# Lathe tool rack.



## Dan_F (May 10, 2009)

I'm currently engaged in a campaign to clean up and better organize my shop. Most recent project was a pair of lathe tool racks to mount on the wall, to keep my jointer tables free and clear. They are maple, one holds 10 tools, the other 12 (had to go short on one of them to fit the available space).

















Dan


----------



## mickr (May 10, 2009)

very nice work..the hard part is remembering to put the tools back in it


----------



## Daniel (May 10, 2009)

I am not any good at putting tools back int he rack while I am working.
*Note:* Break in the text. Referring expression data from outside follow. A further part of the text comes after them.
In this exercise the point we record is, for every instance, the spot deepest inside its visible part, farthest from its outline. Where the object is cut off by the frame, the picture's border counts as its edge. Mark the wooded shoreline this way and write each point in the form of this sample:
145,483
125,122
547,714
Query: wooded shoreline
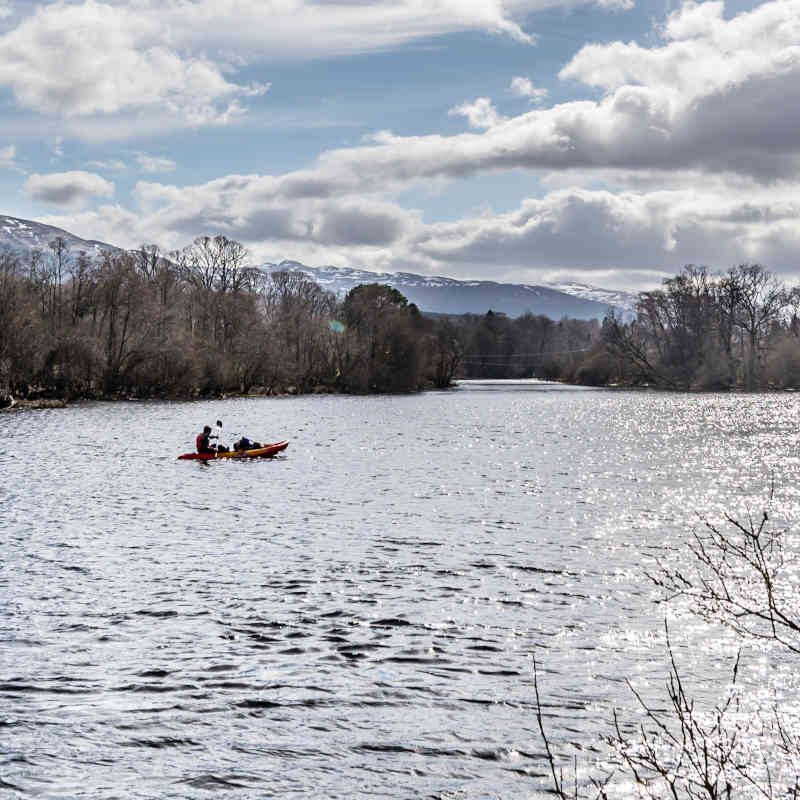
200,323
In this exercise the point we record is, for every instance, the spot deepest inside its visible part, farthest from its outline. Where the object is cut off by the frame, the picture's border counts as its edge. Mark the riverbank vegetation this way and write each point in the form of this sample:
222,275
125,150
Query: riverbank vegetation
698,739
739,329
199,323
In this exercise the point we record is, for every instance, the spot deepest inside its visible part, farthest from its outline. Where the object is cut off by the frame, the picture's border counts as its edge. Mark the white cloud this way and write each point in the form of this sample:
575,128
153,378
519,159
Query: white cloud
74,188
95,58
8,155
480,113
111,165
695,140
153,164
524,87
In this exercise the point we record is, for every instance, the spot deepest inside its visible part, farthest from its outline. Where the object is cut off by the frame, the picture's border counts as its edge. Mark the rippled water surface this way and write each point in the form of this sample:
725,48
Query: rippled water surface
355,618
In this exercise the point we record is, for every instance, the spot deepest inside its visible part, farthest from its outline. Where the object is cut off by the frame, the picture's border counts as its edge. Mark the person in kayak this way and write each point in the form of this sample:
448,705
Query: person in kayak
203,441
217,434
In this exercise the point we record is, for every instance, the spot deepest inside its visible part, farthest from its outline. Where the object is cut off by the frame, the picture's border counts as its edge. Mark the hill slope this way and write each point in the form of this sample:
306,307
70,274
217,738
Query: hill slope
450,296
437,295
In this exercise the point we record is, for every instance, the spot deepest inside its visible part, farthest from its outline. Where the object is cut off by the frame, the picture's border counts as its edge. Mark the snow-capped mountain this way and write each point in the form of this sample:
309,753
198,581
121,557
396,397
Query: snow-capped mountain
442,295
433,294
24,235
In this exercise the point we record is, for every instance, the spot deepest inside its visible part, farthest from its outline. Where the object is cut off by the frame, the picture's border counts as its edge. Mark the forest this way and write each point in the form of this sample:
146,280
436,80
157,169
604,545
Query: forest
699,331
201,322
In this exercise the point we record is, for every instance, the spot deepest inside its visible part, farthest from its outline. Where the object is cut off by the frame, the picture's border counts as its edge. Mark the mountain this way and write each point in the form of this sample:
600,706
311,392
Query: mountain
23,235
450,296
433,294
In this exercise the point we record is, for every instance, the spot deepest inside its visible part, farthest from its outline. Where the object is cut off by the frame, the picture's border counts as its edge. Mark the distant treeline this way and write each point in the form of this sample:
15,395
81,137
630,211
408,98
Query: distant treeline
200,322
739,329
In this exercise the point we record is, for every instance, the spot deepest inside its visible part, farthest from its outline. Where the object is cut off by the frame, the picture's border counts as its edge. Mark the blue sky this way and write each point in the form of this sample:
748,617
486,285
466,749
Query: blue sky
607,142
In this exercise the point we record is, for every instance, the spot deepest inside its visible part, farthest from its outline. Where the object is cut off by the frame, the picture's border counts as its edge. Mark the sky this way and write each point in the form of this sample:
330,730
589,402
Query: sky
609,142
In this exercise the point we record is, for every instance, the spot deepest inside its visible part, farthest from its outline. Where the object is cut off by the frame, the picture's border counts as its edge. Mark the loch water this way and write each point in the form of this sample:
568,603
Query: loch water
357,617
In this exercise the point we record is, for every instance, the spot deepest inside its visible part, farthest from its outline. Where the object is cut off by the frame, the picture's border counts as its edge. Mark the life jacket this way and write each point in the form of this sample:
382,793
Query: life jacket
202,443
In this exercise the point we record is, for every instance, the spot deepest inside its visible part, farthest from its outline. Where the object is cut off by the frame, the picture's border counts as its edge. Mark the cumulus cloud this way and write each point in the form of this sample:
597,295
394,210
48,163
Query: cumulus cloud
524,87
74,188
154,164
726,99
479,114
8,155
694,138
95,58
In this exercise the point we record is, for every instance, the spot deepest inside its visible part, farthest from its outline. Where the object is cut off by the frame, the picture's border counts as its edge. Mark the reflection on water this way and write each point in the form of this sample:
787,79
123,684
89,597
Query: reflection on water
355,618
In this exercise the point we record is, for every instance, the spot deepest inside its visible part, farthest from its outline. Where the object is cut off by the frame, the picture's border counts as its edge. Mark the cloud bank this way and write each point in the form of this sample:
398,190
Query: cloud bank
689,154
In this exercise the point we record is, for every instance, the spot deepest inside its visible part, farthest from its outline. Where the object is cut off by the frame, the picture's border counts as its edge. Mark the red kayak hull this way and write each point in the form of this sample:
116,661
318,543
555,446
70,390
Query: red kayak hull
267,451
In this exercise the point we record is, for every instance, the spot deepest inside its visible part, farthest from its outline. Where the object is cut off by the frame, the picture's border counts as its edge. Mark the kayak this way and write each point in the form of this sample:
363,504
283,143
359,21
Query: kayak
266,451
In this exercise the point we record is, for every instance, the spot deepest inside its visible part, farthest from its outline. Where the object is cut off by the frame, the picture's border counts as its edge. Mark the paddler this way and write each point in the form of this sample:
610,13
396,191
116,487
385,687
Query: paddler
220,448
203,441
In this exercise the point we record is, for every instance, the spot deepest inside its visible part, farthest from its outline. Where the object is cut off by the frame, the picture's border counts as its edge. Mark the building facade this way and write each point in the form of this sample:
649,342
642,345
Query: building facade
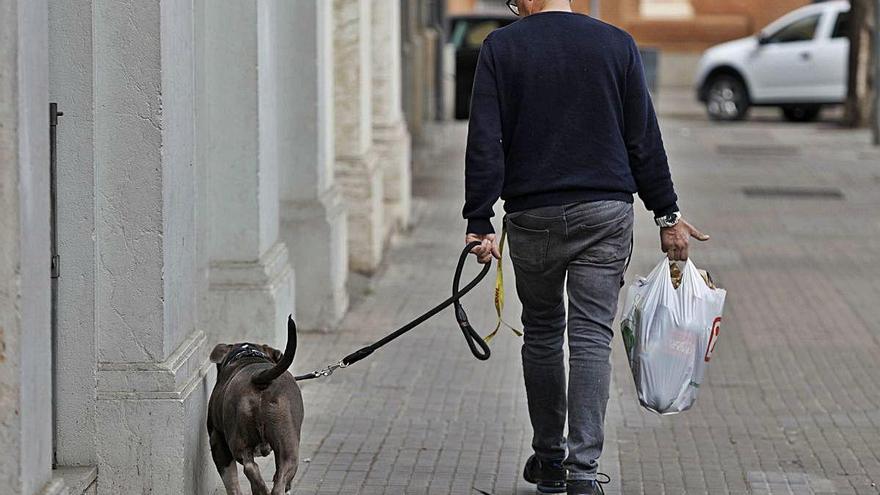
219,166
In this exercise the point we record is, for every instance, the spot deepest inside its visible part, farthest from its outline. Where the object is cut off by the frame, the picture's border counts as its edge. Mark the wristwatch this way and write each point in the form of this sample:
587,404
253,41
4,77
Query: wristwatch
670,220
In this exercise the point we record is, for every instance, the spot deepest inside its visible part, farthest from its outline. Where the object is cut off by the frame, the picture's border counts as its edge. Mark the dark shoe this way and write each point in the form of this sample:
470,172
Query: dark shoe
587,487
549,476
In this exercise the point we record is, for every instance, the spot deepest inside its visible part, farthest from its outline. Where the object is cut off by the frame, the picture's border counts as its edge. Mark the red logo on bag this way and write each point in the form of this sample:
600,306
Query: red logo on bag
713,338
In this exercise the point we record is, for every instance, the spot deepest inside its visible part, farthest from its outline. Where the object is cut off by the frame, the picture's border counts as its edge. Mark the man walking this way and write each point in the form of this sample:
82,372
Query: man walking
563,129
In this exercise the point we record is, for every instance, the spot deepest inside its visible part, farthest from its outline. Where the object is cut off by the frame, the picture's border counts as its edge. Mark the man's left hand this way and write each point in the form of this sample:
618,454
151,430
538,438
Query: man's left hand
487,249
674,240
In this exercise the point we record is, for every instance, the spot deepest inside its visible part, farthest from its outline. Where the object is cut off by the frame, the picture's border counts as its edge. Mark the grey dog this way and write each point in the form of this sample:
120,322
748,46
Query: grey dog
256,408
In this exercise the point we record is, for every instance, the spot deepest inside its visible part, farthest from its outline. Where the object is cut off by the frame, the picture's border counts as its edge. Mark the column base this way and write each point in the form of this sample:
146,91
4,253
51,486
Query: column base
316,234
250,300
361,182
395,155
151,424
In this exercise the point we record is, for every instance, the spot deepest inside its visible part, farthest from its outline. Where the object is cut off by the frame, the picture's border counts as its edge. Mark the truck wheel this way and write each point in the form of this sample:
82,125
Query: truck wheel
727,99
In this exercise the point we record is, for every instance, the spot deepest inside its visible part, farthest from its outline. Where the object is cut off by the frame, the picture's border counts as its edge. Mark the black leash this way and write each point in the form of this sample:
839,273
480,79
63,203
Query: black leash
476,344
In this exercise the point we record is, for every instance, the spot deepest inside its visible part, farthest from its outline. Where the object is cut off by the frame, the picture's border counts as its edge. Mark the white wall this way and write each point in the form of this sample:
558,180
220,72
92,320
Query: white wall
25,334
71,72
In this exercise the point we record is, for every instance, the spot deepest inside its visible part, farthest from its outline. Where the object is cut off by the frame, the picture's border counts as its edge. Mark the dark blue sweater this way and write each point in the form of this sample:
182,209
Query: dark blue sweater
560,114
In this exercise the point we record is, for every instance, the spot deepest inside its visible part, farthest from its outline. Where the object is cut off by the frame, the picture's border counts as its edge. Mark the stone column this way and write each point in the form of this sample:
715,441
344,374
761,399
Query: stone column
390,134
412,50
25,326
357,167
251,282
151,393
313,217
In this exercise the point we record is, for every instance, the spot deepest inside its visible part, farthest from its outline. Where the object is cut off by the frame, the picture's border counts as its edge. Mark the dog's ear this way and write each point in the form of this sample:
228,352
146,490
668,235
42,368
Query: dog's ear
220,352
274,354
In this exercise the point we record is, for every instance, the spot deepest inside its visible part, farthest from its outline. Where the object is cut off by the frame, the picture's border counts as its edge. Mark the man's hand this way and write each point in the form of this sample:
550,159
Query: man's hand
674,240
487,248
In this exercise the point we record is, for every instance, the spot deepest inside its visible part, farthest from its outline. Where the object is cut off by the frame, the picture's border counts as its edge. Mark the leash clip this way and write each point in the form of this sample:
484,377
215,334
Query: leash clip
330,369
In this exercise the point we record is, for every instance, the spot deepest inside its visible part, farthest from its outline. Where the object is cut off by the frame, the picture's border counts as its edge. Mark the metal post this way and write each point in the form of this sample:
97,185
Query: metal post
55,261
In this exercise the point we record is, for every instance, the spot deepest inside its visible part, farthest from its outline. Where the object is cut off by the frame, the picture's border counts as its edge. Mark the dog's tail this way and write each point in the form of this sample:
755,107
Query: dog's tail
265,377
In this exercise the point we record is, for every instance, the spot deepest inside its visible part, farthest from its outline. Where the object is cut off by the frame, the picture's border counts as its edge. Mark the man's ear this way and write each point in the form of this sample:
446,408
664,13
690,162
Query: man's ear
273,353
220,352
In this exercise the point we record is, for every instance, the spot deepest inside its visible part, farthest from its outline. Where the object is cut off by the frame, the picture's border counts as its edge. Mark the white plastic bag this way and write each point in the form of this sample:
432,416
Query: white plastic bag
669,334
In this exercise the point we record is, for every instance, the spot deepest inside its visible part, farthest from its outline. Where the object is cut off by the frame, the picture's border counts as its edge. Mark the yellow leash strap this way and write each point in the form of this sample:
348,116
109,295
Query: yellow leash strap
499,291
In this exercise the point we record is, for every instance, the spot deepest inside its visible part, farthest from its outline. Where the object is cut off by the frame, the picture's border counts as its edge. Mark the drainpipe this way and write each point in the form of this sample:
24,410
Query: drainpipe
876,125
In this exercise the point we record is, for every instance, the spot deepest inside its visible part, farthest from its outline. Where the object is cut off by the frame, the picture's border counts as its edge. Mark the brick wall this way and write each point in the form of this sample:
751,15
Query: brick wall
714,21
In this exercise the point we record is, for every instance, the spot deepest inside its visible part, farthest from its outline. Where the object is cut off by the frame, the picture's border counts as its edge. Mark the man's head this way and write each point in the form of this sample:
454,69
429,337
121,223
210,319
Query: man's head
524,8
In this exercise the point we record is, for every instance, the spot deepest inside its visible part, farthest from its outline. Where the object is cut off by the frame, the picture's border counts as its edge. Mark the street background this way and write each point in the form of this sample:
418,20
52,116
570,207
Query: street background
791,404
But it sure is nice for them to have a place to go when I do get around to wanting them somewhere other than in my way.
very nice.


----------



## HawksFeather (May 10, 2009)

I think you made it a little too nice.  I would hate to put a tool in it for fear of scratching it.  : )

Jerry


----------



## Fred (May 10, 2009)

I agree with Hawksfeather except for a different reason ... Seems you use a nice piece of spalted material whereas some of us would have made pen blanks out of that piece.

Nice job on the rack BTW!


----------



## ngeb528 (May 10, 2009)

I like those racks a lot.  Wish I had a set up that would accomodate that type of thing.  It'll be a shame when they get marked up from use.  

Very pretty piece of wood.

We were having a problem putting tools away for a while so when we got LOML his bigger lathe, we used heavy duty garage shelving as lathe stands and I had him drill holes to fit all the tools on the back of the shelf.

Since our lathes are at 90 degree angle from each other, it works for both of us.  I (almost) always put the one I'm using away before I grab the next one.

Tried the magnetic strip, but didn't work well the way we're set up.


----------



## Paul in OKC (May 10, 2009)

Wow, got another one?


----------



## Dan_F (May 11, 2009)

Thanks for the comments. 

Mick and Daniel---These will house the tools between projects, but I suspect the jointer will still be my primary tool stand while in the midst of things. I think I'll make a tray with a scalloped piece mounted to it to set on the jointer to keep tools from rolling off, so that I could move the whole thing at once if need be.

Jerry--- The wood is very hard, and was cheap to boot. I don't think they will get too beat up. 

Fred--- That gave me pause, but the color doesn't go all the way through, there is only a very small bit of color on the other side. 

Nancy--- Sounds like you have a good, space saving solution, and it probably took a lot less work!

Paul--- Yeah, but it's going up right beside this one, sorry. 

Dan


----------



## mitchm (May 11, 2009)

Dan, very nice.....your lathe tools will sure be happy


----------



## bitshird (May 11, 2009)

Dan, Nice looking tool rack, Wish I had some skill at making things like that out of wood,


----------